When I got to the trailhead after some time on dirt roads, I saw a pickup truck with a trailer behind it. From the looks of it, with a chair and equipment strewn about it, it seemed like it had been there for some time.
I geared up and headed down the trail and immediately crossed San Guillermo Creek. It was green and there was plenty of water. Before long, however, the trail completely dried out and I was in hot and dusty territory, surrounded by blackened trees with the occasional bed of blooming flowers. The Day Fire, one of the largest fires in California history, had burned nearly 6 years ago and this area was still recovering.
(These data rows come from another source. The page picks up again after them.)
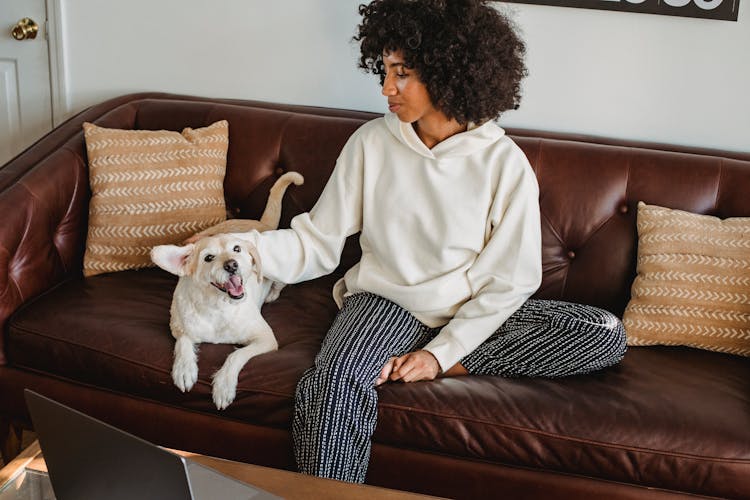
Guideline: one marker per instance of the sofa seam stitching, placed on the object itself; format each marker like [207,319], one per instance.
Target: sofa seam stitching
[564,438]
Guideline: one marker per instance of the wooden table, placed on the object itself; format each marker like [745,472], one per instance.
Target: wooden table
[279,482]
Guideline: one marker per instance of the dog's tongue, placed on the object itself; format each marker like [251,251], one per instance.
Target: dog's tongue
[234,286]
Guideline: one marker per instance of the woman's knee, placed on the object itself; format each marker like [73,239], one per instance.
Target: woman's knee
[601,329]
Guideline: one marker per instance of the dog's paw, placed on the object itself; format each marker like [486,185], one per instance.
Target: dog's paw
[224,388]
[274,292]
[184,375]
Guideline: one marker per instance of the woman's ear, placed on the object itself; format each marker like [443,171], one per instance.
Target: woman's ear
[172,258]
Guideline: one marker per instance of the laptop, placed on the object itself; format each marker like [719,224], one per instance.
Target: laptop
[90,460]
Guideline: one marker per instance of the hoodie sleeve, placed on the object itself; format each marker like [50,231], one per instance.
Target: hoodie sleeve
[313,244]
[505,274]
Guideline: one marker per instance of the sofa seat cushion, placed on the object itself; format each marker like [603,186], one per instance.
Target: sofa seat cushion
[668,416]
[111,331]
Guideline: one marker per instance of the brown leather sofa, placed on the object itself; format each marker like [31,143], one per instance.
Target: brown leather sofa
[665,422]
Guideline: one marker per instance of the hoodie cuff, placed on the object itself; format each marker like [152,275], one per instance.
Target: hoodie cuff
[447,352]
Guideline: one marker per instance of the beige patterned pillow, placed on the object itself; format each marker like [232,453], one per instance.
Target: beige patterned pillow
[693,282]
[150,188]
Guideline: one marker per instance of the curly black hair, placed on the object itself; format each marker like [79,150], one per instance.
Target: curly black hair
[466,52]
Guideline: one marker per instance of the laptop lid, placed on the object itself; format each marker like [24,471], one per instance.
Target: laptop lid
[88,459]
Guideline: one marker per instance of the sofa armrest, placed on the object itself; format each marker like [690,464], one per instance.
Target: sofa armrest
[43,233]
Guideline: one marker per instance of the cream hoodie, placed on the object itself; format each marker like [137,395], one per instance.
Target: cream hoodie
[452,233]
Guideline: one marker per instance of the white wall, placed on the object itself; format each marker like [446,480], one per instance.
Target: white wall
[631,76]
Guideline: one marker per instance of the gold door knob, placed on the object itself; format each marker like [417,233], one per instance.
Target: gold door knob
[25,29]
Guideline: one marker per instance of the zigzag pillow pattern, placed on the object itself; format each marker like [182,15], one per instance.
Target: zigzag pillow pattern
[150,188]
[693,282]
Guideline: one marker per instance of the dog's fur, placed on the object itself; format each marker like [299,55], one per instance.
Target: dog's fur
[219,295]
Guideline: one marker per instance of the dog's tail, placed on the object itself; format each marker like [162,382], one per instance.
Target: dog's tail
[272,213]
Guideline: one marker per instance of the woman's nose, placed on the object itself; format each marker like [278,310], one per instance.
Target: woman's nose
[389,88]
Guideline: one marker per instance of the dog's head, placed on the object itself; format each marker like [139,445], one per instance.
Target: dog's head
[223,262]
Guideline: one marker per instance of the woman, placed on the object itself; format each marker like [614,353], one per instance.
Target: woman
[447,206]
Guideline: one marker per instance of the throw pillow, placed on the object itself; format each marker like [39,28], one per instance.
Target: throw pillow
[150,188]
[693,281]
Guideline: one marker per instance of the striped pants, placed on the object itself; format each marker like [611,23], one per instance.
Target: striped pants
[336,399]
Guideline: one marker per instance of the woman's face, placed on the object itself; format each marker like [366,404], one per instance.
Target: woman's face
[407,95]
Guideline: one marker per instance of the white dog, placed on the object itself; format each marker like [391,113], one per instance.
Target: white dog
[219,295]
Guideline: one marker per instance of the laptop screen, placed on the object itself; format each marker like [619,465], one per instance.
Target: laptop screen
[89,459]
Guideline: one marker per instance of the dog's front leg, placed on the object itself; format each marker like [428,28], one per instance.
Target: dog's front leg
[225,380]
[185,366]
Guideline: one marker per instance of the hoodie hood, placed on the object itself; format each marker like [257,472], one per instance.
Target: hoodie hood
[475,138]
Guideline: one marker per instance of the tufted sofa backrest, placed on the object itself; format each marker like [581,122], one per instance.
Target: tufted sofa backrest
[588,190]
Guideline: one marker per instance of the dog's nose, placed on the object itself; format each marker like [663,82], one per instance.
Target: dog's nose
[231,266]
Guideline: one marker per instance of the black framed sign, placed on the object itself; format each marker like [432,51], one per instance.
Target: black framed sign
[725,10]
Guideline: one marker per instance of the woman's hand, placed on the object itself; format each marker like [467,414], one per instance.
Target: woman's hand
[411,367]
After my previous hikes on fire roads and bushwhacking, it was nice to be on an actual trail. It got pretty warm and my eyes and ears were careful for snakes, but from my experience, burn areas tend to be free of snakes for quite a while after the fire.
I started to see some meadow areas to my left and knew it was almost time to leave the glory of a maintained trail and start bushwhacking up a gully to the right. I scouted along the south side of the trail, looking for a cairn that I read was here. Not seeing it, I backed up until I saw it, further off the trail than I had anticipated. I headed past the cairn and immediately lost the faint use trail.
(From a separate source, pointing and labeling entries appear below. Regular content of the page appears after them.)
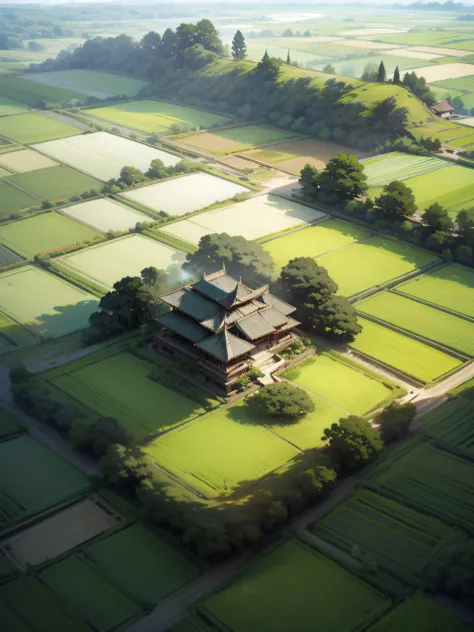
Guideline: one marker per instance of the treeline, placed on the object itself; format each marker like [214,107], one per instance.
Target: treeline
[343,183]
[189,46]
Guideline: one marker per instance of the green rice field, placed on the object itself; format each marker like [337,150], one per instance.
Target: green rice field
[313,241]
[395,165]
[422,320]
[43,233]
[33,479]
[429,480]
[451,287]
[452,187]
[14,200]
[291,588]
[402,540]
[419,614]
[34,128]
[54,183]
[83,589]
[452,424]
[140,563]
[27,605]
[372,263]
[158,116]
[234,450]
[405,354]
[323,377]
[119,387]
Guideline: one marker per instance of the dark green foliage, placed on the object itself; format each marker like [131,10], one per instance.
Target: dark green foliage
[239,47]
[396,202]
[352,443]
[283,402]
[242,258]
[395,421]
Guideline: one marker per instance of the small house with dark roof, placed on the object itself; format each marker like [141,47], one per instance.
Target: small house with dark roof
[443,109]
[223,325]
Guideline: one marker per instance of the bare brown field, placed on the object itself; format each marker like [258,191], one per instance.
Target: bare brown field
[60,533]
[292,156]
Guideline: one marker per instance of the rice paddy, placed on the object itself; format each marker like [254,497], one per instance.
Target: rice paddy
[158,116]
[179,196]
[43,233]
[372,263]
[422,320]
[403,353]
[107,263]
[103,155]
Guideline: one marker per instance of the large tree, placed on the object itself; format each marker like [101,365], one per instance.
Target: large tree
[352,442]
[242,258]
[396,202]
[239,47]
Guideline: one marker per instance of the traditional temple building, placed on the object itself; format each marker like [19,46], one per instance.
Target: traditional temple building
[224,326]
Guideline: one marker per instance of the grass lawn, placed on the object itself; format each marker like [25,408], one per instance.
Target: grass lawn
[324,375]
[419,614]
[402,540]
[44,304]
[403,353]
[157,116]
[80,585]
[451,287]
[43,233]
[33,479]
[220,452]
[371,263]
[423,320]
[14,200]
[54,183]
[291,588]
[313,241]
[140,563]
[34,128]
[119,387]
[452,187]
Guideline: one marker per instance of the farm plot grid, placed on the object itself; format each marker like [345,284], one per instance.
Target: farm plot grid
[140,563]
[43,233]
[91,83]
[429,480]
[451,287]
[103,155]
[43,304]
[33,479]
[234,450]
[403,353]
[79,584]
[323,376]
[313,241]
[452,187]
[402,540]
[372,263]
[104,215]
[25,160]
[233,140]
[56,535]
[120,387]
[254,218]
[422,320]
[158,116]
[34,128]
[107,263]
[289,589]
[179,196]
[395,165]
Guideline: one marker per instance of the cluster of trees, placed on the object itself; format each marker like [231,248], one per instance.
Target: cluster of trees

I headed for the gully and I picked up the trail again, on the right side. An occasional cairn marked the way and let me know that I wasn't getting lost. Checking my iPhone's GPS helped, too. At this time, I started feeling the effects of the altitude. The gully got pretty steep, and at times, I was hiking on small scree fields. This was to be a training hike for my New Mexico trip to Wheeler Peak, so I was wheezing for a reason.
I got to a cairn and passed it for a while and didn't see another one up ahead. I decided to climb the steep side of the gully to the northeast and start scrambling straight up. If I was to do it again, I would continue up the gully to the back side of the peak and approach from the south.
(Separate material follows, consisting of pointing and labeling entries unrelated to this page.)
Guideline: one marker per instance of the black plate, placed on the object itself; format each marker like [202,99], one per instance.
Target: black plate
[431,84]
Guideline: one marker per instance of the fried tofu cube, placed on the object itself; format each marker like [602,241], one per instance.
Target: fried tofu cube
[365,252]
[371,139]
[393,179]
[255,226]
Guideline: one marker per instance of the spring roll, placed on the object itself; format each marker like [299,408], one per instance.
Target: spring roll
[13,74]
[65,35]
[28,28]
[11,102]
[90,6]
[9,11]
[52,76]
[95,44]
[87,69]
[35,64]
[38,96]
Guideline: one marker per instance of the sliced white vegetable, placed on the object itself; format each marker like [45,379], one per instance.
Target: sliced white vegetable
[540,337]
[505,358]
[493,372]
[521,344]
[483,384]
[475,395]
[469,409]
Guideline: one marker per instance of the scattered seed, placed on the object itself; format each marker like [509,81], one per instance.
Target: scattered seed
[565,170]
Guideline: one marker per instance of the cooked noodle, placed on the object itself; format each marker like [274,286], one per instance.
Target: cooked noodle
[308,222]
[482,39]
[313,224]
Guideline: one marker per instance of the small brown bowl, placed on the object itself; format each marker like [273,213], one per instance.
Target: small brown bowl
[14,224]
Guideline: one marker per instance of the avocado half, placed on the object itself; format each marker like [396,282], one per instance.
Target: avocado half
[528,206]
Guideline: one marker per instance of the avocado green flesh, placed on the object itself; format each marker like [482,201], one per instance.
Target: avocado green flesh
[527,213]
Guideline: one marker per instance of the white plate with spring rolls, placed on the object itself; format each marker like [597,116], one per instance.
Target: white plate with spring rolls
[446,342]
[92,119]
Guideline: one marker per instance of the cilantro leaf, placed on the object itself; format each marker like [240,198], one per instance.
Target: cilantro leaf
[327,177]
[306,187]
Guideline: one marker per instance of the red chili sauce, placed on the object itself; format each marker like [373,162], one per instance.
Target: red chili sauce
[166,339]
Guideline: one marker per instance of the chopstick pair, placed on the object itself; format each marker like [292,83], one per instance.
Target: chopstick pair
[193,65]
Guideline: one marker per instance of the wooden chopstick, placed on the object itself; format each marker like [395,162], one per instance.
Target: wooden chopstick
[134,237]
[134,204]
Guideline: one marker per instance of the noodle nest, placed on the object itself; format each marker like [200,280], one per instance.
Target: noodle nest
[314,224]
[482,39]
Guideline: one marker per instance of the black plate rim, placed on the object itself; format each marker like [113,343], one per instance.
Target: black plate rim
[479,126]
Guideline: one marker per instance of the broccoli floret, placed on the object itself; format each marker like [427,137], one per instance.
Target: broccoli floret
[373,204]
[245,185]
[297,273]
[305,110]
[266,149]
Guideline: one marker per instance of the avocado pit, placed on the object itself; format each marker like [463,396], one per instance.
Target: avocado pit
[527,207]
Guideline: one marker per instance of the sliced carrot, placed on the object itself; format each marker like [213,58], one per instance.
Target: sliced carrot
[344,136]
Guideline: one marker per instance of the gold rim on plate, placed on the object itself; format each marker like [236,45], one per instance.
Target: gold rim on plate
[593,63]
There are four humps in the area, but the one to the north is the highest. And that is where I found the summit register and an incredible view into the valley below. I was happy to be hiking, happy to have found the peak, and happy to have hiked over 6,000'. Anything I could do to prepare me for the 13,000'+ trip I had in a couple of weeks would be beneficial.
I signed the register and started heading back down, which I did much faster. On the way back, the heat of the day really ramped up. It was 92F, according to my car. I spotted some deer across the valley. During one rest break, I took off my sunglasses and blew hard on it to remove a persistent fly. That sharp sound startled a resting deer less than 100' away. This deer, leaping up from under a bush, startled me back.
I saw several other deer throughout the rest of my hike, which made me smile as I wiped the sweat from my brow. As I neared the trailhead, I noticed that the owner of the truck had returned, hunched over making a particular motion with his hands that corresponded with what I remembered about panning gold. I waved hello and he stopped and started talking to me.
He had been panning for gold in that area for years and was impressed with the distance and elevation I had covered. We chatted a bit about our experiences and he gave me some tips about the area. He knew every creek and canyon by name. He said that bears and mountain lions used to patrol the area, but no so much any more.
We shook hands and parted ways. Los Padres National Forest was looking to be an interesting experience.